Toward the end of Basquiat’s life, his works were selling around $25,000 to the Whitney Museum and the Museum of Modern Art, though neither had given him an exhibition. The dealer Leo Castelli showed his friend Haring, but never Basquiat. The experience was embittering. “They still call me a graffiti artist,” he told Vanity Fair at the time. “They don’t call Keith or Kenny graffiti artists anymore.”

Basquiat’s most iconic works today are big and busy. Dustheads (1982), one of Basquiat’s most ambitious pieces, is a seven-foot-tall canvas featuring two vibrantly colored, chaotic figures against a black background. The artist also did a group of collaborative works with Warhol, who some accused of leeching off an emerging talent to remain relevant. Among the most famous works from that series is the sculptural painting Ten Punching Bags, in which the titular bags bear an image of Jesus and are marked with the “Judge.”

Feelings of dread also underpin many of these works. In Riding with Death, painted in 1988, months before his overdose, a Black figure rides a skeleton. The background is brown and textured, free of symbols. The skeleton crawls on all fours. It faces the viewer, while the rider’s face is obscured by a fury of scribbles with the exception of a single eye. 

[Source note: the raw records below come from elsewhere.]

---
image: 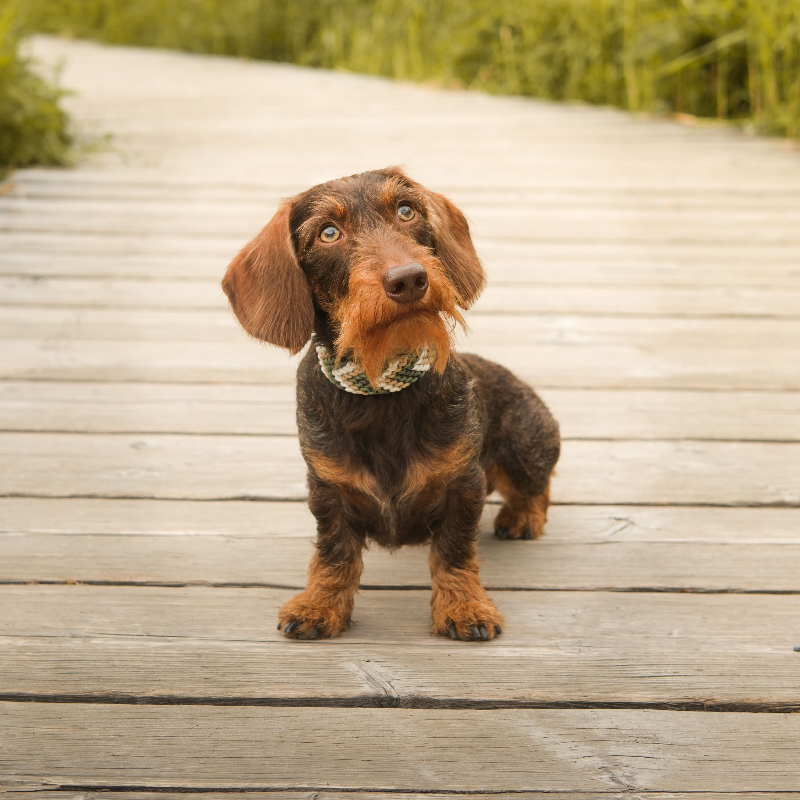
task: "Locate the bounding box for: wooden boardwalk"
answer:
[0,39,800,800]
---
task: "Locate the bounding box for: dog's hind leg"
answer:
[278,481,364,639]
[486,392,560,539]
[493,469,550,539]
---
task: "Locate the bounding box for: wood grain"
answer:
[0,381,800,442]
[0,497,800,544]
[0,433,800,506]
[0,703,800,792]
[0,31,800,800]
[0,276,800,317]
[0,532,800,593]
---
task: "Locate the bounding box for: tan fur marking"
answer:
[334,232,465,385]
[400,439,475,499]
[380,176,404,206]
[304,453,381,503]
[278,553,363,639]
[429,550,504,640]
[486,464,550,539]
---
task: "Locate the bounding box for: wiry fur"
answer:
[223,169,559,640]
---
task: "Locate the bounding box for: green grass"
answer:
[20,0,800,136]
[0,2,71,179]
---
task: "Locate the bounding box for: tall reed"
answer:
[0,2,71,179]
[18,0,800,136]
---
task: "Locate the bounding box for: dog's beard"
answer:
[336,255,466,386]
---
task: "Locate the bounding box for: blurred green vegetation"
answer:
[21,0,800,136]
[0,2,71,179]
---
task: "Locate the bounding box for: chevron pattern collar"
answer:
[317,345,431,395]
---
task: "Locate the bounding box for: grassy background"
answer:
[0,2,71,179]
[12,0,800,136]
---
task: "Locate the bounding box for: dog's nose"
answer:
[383,261,428,305]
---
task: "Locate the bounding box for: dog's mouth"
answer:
[335,252,466,386]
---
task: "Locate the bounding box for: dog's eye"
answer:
[397,203,416,222]
[319,225,342,242]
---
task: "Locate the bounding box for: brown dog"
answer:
[222,169,560,640]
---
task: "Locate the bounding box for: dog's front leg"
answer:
[278,483,364,639]
[429,474,503,641]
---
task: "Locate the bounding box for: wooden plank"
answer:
[7,792,800,800]
[6,200,800,247]
[0,338,800,391]
[6,276,800,317]
[0,528,800,593]
[0,585,800,652]
[0,433,800,506]
[0,304,800,352]
[0,586,800,712]
[0,239,800,291]
[0,497,800,553]
[0,381,800,442]
[0,703,800,792]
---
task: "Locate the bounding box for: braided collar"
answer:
[317,345,431,394]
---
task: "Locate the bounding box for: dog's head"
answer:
[222,169,485,381]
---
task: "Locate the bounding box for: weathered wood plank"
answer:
[0,585,800,652]
[0,528,800,592]
[0,245,800,291]
[7,792,800,800]
[6,276,800,317]
[0,497,800,553]
[0,433,800,506]
[0,703,800,792]
[0,306,800,344]
[0,381,800,441]
[6,199,800,242]
[0,636,800,713]
[0,586,800,710]
[0,340,800,391]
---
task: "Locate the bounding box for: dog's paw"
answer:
[433,597,504,642]
[278,592,350,639]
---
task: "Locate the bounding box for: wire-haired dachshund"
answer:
[222,169,560,641]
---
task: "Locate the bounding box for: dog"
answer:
[222,168,560,641]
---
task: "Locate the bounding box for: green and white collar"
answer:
[317,345,431,395]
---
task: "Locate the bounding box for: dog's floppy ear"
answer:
[222,201,314,353]
[426,190,486,308]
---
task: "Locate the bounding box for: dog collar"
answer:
[317,345,431,394]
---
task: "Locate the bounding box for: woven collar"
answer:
[317,345,431,394]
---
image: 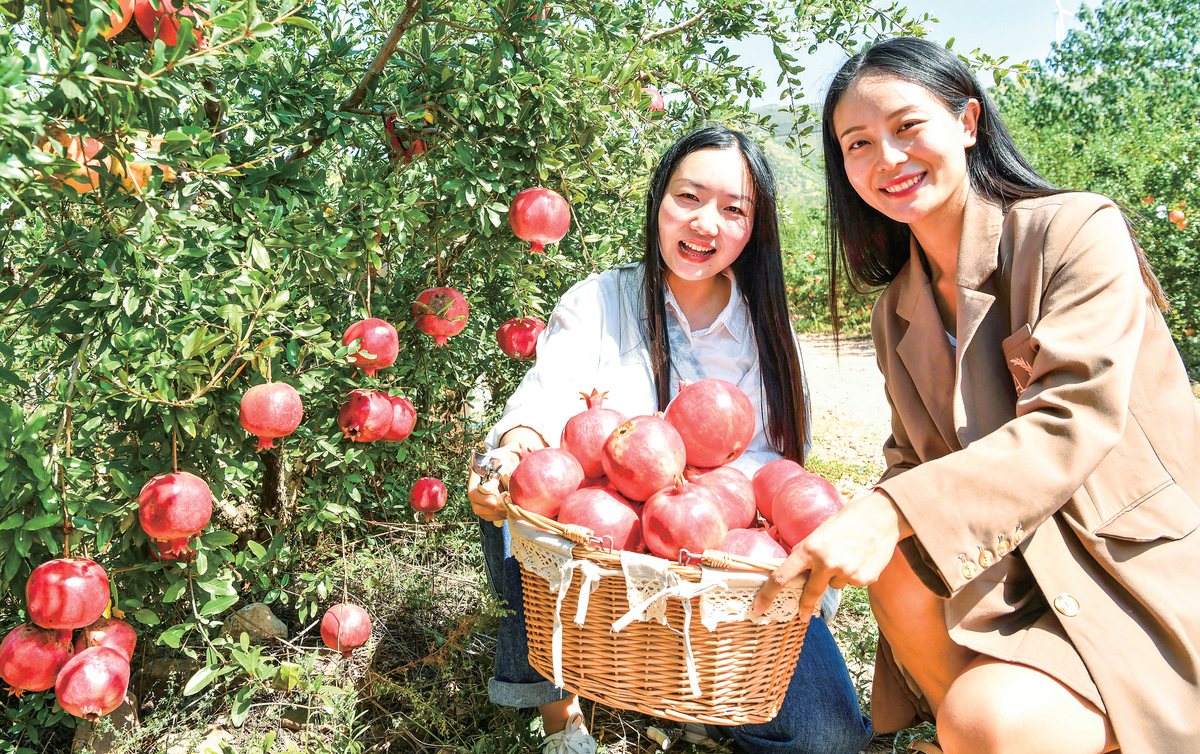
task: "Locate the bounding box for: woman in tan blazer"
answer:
[757,38,1200,754]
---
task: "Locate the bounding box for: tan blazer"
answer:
[871,186,1200,754]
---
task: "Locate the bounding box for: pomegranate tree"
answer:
[239,382,304,451]
[558,487,646,552]
[320,603,371,657]
[25,557,109,629]
[337,390,396,443]
[665,378,755,468]
[509,448,583,519]
[413,288,470,346]
[342,317,400,377]
[0,623,74,698]
[774,472,842,547]
[509,189,571,253]
[600,415,686,501]
[74,618,138,663]
[642,474,727,561]
[383,395,416,443]
[408,477,446,521]
[496,317,546,361]
[684,466,758,529]
[54,647,130,723]
[139,472,212,557]
[751,459,808,523]
[558,389,628,478]
[719,528,787,561]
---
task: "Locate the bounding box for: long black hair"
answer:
[821,37,1168,321]
[642,124,809,463]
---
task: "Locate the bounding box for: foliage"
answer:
[997,0,1200,379]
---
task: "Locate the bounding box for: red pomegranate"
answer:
[496,317,546,361]
[600,415,686,501]
[719,528,787,561]
[642,86,667,113]
[54,647,130,723]
[509,448,583,519]
[774,472,842,547]
[342,317,400,377]
[683,466,758,529]
[408,477,446,521]
[25,557,109,629]
[383,395,416,443]
[664,378,755,468]
[240,382,304,451]
[337,390,396,443]
[558,389,628,478]
[74,618,138,663]
[139,472,212,557]
[751,459,808,523]
[320,602,369,657]
[133,0,206,49]
[642,474,727,561]
[413,288,470,346]
[558,487,646,552]
[0,623,74,698]
[509,189,571,253]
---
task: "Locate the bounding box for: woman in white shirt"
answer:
[468,125,871,754]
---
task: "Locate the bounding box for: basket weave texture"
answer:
[508,503,808,725]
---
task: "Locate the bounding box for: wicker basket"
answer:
[504,495,808,725]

Warhol died in 1987, and friends said Basquiat took the loss hard; the older artist was among the few who found success in dissuading Basquiat from using drugs. Basquiat went to Hawaii to detox and returned to New York, claiming to be clean. He made plans to travel to the Ivory Coast, where Senoufo villagers were to impart on him a cure for heroin addiction. Ten days before his departure, Basquiat was found dead in an apartment he rented from Warhol’s estate. 

Around 300 people attended his funeral at Green-Wood Cemetery in Brooklyn. That August, Haring was commissioned by Vogue to write an obituary for his friend. Haring was aware that he’d likely die soon too, from AIDS-related causes. It was a fitting time to contemplate both of their legacies. “He truly created a lifetime of works in ten years,” Haring wrote. “Greedily, we wonder what else he might have created, what masterpieces we have been cheated out of by his death, but the fact is that he has created enough work to intrigue generations to come.”